A striking bipartisan consensus arose in the Senate Judiciary Committee last month on the fact that the Trump administration hasn’t done its part to assure businesses and schools on how they can open responsibly, leaving many unsure how to proceed and worried about the consequences if they get it wrong.

The committee focused primarily on the question of whether to give businesses immunity from lawsuits over COVID-19. That wouldn’t be a good idea. But luckily, the hearing unearthed the real remedy to reassure businesses that it’s safe to reopen: giving them clear federal rules that will protect both well-meaning business owners and the ability to hold bad actors accountable.
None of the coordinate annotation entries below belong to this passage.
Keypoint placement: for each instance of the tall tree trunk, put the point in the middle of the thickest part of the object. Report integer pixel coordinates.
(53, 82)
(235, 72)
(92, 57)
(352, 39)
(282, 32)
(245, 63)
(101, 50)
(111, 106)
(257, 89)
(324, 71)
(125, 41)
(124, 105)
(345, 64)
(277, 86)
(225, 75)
David Vladeck, a law professor at Georgetown University who once headed the Bureau of Consumer Protection in the Federal Trade Commission, testified to the Judiciary Committee that companies generally are not vulnerable to negligence lawsuits if they can show they reasonably followed government safety regulations. As a result, he said, “the best way to reduce liability is for agencies to step up and issue guidelines.”

Lindsey Graham, the South Carolina Republican who chairs the Senate Judiciary Committee, asked every witness in Tuesday’s hearing — a group that included advocates for business, labor, and academia — whether “the country would be better off” if OSHA issued industry-specific guidelines about how businesses should protect workers and customers. The witnesses all said yes. (The labor representatives added, however, that it also mattered whether anyone would enforce those rules.)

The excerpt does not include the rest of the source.